No Bulan Kuantitas Produksi Kuantitas Permintaan Pak Kg Pak Kg 1 Juli 1405 351,25 1800 450,00 2 Agustus 1618 404,50 1800 450,00 3 September 1079 269,75 1800 450,00 Keterangan: - 1 pack = 0,25 kg - Stroberi Red Ripe = Salah satu produk ASGITA untuk produk stroberi yang memiliki bobot 18 gram Sumber: ASGITA, 2009 Salah satu tujuan awal pendirian ASGITA adalah untuk mengatasi permasalahanpermasalahan di atas, yaitu mengakomodasi kepentingan dari para petani stroberi di Kecamatan Rancabali untuk meningkatkan kapasitas produksi stroberi dan pemasarannya, dan kepentingan pasar yang menginginkan produk stroberi dengan keterjaminan kuantitas, kualitas, serta kontinuitasnya. Hal tersebut dilakukan ASGITA dengan membentuk kemitraan agribisnis stroberi dengan para petani stroberi sebagai pemasok. Peran ASGITA dalam kemitraan agribisnis stroberi di Kecamatan Rancabali yang telah dijalankan selama ini masih belum berkembang secara optimal, dengan belum terakomodasinya kepentingan dari mitra-mitranya, sehingga perlu dilakukan kajian pengembangan kemitraan agribisnis stroberi di ASGITA dengan pertimbangan bahwa kelembagaan yang telah dibentuk akan mampu memberikan kontribusi keberlanjutan program pengembangan pertanian rakyat di Jawa Barat. Berdasarkan uraian permasalahan di atas terdapat beberapa hal yang dapat dirumuskan sebagai permasalahan yang dikaji, sebagai berikut: a.
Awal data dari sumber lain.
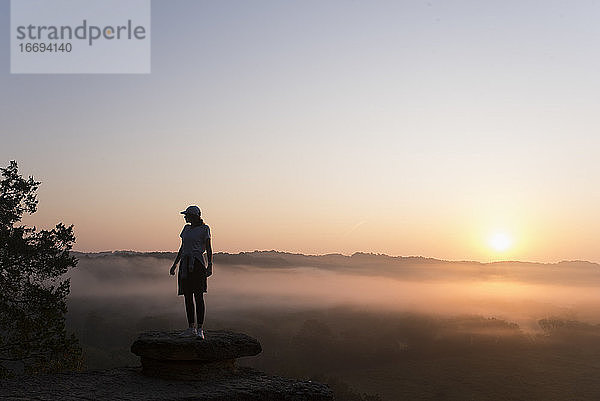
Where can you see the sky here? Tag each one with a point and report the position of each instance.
(399, 127)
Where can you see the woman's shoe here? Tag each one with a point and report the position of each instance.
(189, 332)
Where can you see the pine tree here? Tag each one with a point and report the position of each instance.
(33, 291)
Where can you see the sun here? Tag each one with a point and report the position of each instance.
(500, 242)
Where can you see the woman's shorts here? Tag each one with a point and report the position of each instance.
(195, 282)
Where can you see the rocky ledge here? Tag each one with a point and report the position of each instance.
(168, 355)
(173, 368)
(129, 384)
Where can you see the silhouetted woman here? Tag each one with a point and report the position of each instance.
(193, 271)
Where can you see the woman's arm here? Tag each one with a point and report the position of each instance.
(209, 257)
(176, 260)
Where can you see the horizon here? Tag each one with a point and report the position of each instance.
(460, 131)
(117, 251)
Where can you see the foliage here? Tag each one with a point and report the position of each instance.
(33, 337)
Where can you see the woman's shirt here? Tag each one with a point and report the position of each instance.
(194, 241)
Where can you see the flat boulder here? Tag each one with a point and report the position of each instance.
(169, 355)
(216, 346)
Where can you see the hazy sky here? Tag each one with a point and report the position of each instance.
(401, 127)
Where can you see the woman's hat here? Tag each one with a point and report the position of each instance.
(192, 210)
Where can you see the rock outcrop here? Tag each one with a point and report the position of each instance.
(173, 368)
(168, 355)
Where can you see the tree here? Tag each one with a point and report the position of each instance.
(33, 290)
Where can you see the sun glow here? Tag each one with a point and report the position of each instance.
(500, 242)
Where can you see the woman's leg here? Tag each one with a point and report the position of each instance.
(189, 308)
(200, 308)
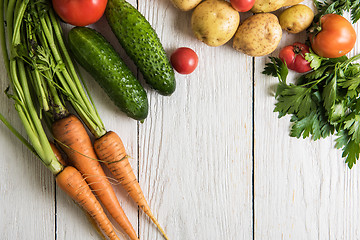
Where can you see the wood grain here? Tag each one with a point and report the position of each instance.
(195, 147)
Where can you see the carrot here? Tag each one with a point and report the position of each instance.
(71, 182)
(110, 149)
(57, 154)
(76, 143)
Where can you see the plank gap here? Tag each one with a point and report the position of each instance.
(253, 148)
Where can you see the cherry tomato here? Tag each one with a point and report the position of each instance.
(336, 37)
(184, 60)
(80, 12)
(294, 56)
(242, 5)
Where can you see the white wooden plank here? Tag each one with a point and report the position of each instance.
(303, 189)
(26, 186)
(195, 146)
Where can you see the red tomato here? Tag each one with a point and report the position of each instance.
(80, 12)
(242, 5)
(336, 37)
(184, 60)
(294, 57)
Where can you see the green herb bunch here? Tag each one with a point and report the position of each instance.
(339, 7)
(322, 102)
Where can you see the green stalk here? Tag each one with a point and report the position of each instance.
(17, 134)
(18, 77)
(71, 84)
(59, 37)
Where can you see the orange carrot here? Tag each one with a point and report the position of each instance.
(76, 143)
(71, 181)
(57, 154)
(110, 149)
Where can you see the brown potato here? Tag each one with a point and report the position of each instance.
(272, 5)
(296, 18)
(258, 35)
(185, 5)
(214, 22)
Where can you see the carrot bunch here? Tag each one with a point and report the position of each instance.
(43, 78)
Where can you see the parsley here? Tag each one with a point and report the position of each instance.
(323, 102)
(339, 7)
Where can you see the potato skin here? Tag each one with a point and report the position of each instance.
(185, 5)
(214, 22)
(258, 35)
(261, 6)
(296, 18)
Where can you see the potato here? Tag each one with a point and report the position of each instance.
(296, 18)
(185, 5)
(258, 35)
(214, 22)
(261, 6)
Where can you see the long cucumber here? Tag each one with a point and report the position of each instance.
(96, 55)
(141, 44)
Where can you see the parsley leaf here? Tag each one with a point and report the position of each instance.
(323, 102)
(350, 148)
(276, 68)
(315, 125)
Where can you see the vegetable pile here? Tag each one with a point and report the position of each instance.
(324, 100)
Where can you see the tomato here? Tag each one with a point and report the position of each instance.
(184, 60)
(242, 5)
(336, 37)
(80, 12)
(294, 57)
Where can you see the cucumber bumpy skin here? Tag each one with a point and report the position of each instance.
(141, 44)
(96, 55)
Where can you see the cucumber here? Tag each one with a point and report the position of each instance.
(141, 44)
(95, 54)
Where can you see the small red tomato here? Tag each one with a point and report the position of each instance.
(294, 57)
(184, 60)
(242, 5)
(80, 12)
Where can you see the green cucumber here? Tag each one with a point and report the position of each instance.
(141, 44)
(95, 54)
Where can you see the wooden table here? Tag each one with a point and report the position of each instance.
(213, 159)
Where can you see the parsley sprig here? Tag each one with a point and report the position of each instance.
(323, 102)
(339, 7)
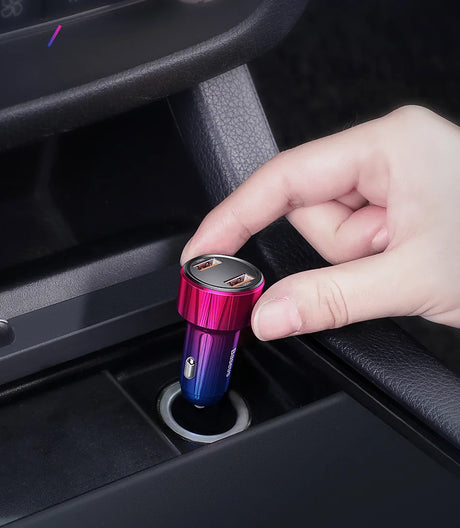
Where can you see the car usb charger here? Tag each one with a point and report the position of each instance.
(216, 297)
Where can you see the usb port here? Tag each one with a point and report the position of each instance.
(207, 264)
(240, 280)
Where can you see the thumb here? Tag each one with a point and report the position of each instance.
(377, 286)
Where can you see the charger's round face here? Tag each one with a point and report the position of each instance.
(223, 273)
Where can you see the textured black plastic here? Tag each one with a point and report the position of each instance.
(70, 439)
(174, 63)
(329, 464)
(227, 134)
(84, 324)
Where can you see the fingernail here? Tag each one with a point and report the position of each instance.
(380, 240)
(276, 318)
(183, 258)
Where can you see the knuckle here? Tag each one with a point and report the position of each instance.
(331, 303)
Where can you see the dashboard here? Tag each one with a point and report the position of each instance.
(65, 63)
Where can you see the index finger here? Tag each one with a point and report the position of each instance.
(310, 174)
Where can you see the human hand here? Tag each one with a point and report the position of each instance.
(380, 201)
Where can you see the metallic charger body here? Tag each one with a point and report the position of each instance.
(215, 312)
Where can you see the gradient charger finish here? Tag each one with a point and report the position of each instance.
(215, 314)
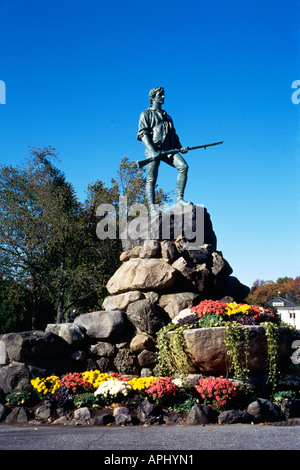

Bagaimana kondisi kemitraan agribisnis stroberi ASGITA dengan para petani pemasok? b. Faktor-faktor apa saja, baik internal maupun eksternal, yang mempengaruhi kinerja kemitraan agribisnis stroberi di ASGITA?

c. Bagaimana perumusan strategi kemitraan yang sesuai di ASGITA? 1.3 Tujuan Penelitian Berdasarkan pada latar belakang dan perumusan masalah di atas maka tujuan penelitian ini adalah sebagai berikut: a. Menganalisis kondisi kemitraan di ASGITA berkaitan dengan agribisnis stroberi di Kecamatan Rancabali. b. Menganalisis faktor-faktor internal maupun eksternal yang mempengaruhi kinerja kemitraan agribisnis stroberi di ASGITA. c. Merumuskan alternatif strategi untuk kemitraan agribisnis stroberi di ASGITA.